What to know about budgeting for pentesting: tools vs services


What to know about budgeting for pentesting: tools vs services Image by: Jakub Zerdzicki

Budgeting for pentesting is no longer a simple choice between buying a tool or hiring an outside firm once a year.

Pentesting, or searching for vulnerabilities in one’s cybersecurity defenses by launching a mock cyberattack against it, has become a fundamental method of improving an organization’s security posture. Budgeting for it can present some unique challenges, however, as it’s become increasingly complicated to balance tools like XBOW with expert services.

Today, cybersecurity teams need to decide which risks require continuous automated validation, which scenarios need human-led testing, and how to fit both into a broader security program. To address these needs, the best budgets often combine tools and services so teams can scale routine testing while preserving expert review for compliance needs, high-risk systems, and other issues that benefit from human oversight.

Pentesting Budgets: Start With Risk, Not Tooling

Tempting as it may be to identify potential tools as soon as possible, it’s often best that organizations start budgeting by identifying the systems most likely to negatively impact their business if compromised.

For example, public-facing applications, APIs, cloud infrastructure, identity systems, sensitive data environments, and critical business platforms should receive more testing attention than low-risk assets since they present greater threats to an organization’s overall well-being if they happen to be targeted.

Data supports this focus, with Verizon’s 2025 Data Breach Investigations Report (DBIR) having found that exploitation of vulnerabilities accounted for 20% of breaches and increased 34% year over year. The report also found that only about 54% of perimeter device vulnerabilities were fully remediated, with a median remediation time of 32 days.

In essence, these figures suggest that pentesting budgets should focus on validated exposure and remediation outcomes, not just the number of assessments purchased. When it comes to using pentesting services or tools, quality appears to matter more than quantity.

Tools Matter When Teams Need Continuous Validation

If your company is deciding between pentesting tools and services, it should consider how often its digital security environment changes. Cloud permissions, APIs, exposed services, SaaS integrations, and software releases can all shift between annual and quarterly testing, so for companies that regularly change their digital environments in these ways, tools may be a better priority for their budgets.

Automated tools like XBOW, Ridge Security, and PlexTrac can help teams validate exposure more often and retest fixes without waiting for a new service engagement, potentially reducing the time their security systems go untested.
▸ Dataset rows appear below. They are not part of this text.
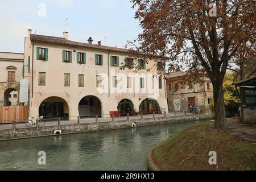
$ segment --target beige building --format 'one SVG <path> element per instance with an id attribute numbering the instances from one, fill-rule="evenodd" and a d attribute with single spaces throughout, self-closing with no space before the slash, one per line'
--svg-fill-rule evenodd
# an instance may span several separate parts
<path id="1" fill-rule="evenodd" d="M 189 82 L 179 87 L 179 82 L 184 80 L 187 72 L 176 72 L 167 76 L 167 93 L 169 111 L 192 111 L 193 107 L 199 107 L 202 113 L 209 112 L 210 99 L 213 98 L 213 88 L 210 80 L 204 77 L 203 85 Z M 178 89 L 176 89 L 179 87 Z"/>
<path id="2" fill-rule="evenodd" d="M 63 38 L 25 38 L 24 77 L 30 82 L 30 116 L 106 118 L 110 111 L 168 111 L 166 82 L 154 60 L 138 73 L 118 66 L 131 61 L 127 50 Z M 153 67 L 151 72 L 148 68 Z"/>
<path id="3" fill-rule="evenodd" d="M 18 105 L 24 54 L 0 52 L 0 106 Z"/>

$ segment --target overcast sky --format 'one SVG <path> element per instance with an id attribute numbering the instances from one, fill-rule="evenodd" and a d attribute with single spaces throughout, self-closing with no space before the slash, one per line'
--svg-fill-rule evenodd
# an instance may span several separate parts
<path id="1" fill-rule="evenodd" d="M 1 0 L 0 52 L 23 52 L 27 29 L 69 39 L 122 48 L 142 31 L 130 0 Z M 46 13 L 44 6 L 45 5 Z M 44 15 L 46 16 L 44 16 Z"/>

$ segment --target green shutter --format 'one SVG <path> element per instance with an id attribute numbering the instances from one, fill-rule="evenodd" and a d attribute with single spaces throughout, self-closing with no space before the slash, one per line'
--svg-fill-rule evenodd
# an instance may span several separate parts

This may serve as one of several ways tools can help teams stretch their pentesting budgets.

Services Matter When Context is Important

Though pentesting tools have come a long way since the integration of AI, professional services often remain superior for navigating complex systems and contextualizing compliance requirements.

Human testers can investigate how weaknesses combine and how technical findings could impact a business, allowing them to reach certain conclusions that tools could support but wouldn’t necessarily be able to establish on their own.

If, for example, a services team were to handle an organization’s pentesting needs, it could determine that a billing workflow, API permission model, and customer role configuration can be chained together to expose sensitive account data. That degree of creative problem-solving and context-heavy analysis is something automation struggles to achieve on its own.

Hybrid Budgets Can Reduce Waste and Improve Coverage

Pentesting tools and services alike have their advantages and disadvantages, which is why it’s often best for many organizations to employ some combination of the two. A business might use tools for continuous testing and routine coverage, then reserve services for high-value manual testing and independent assurance. This approach may help businesses avoid overspending on repeated manual checks while still funding expert review where it matters most.

Of course, time spent pentesting with either tools or services is wasted if teams can’t fix what testing finds. If businesses are to budget for pentesting, they need to consider factors such as developer time, cloud engineering support, ticketing workflows, retesting, documentation, and governance reporting.

The National Institute of Standards and Technology (NIST) Cybersecurity Framework 2.0, a guide on how to manage cybersecurity risks, similarly suggests that pentesting budgets should be part of a broader risk management program, not a standalone testing expense. Businesses may find it relevant that, per the framework, a smaller number of validated, remediated findings may create more value than a larger number of unresolved reports.

Tools vs Services: Which is Better for Business?

Whether pentesting tools, services, or some combination of the two will work better for a given business and its budget is largely a matter of what that business’s digital environment looks like.

Tools such as XBOW may be the better choice for smaller, more dynamic systems, as their ability to scan environments continuously may make them the more flexible and cost-effective option.

Organizations with larger, more stable systems and additional complexities, such as compliance and unique system interactions, may prefer pentesting services. Human experts tend to have the creative problem-solving skills needed to identify vulnerabilities that may be difficult for tools to identify.

But most businesses will probably benefit from a hybrid model that employs tools for routine coverage and services for special cases that require more advanced scrutiny. No matter what an organization decides to do, it needs to make sure it is budgeting for its real needs and it is looking at how it can actually solve security issues and not just identify them. Taking these factors into consideration, organizations may be able to find the balance between price and safety.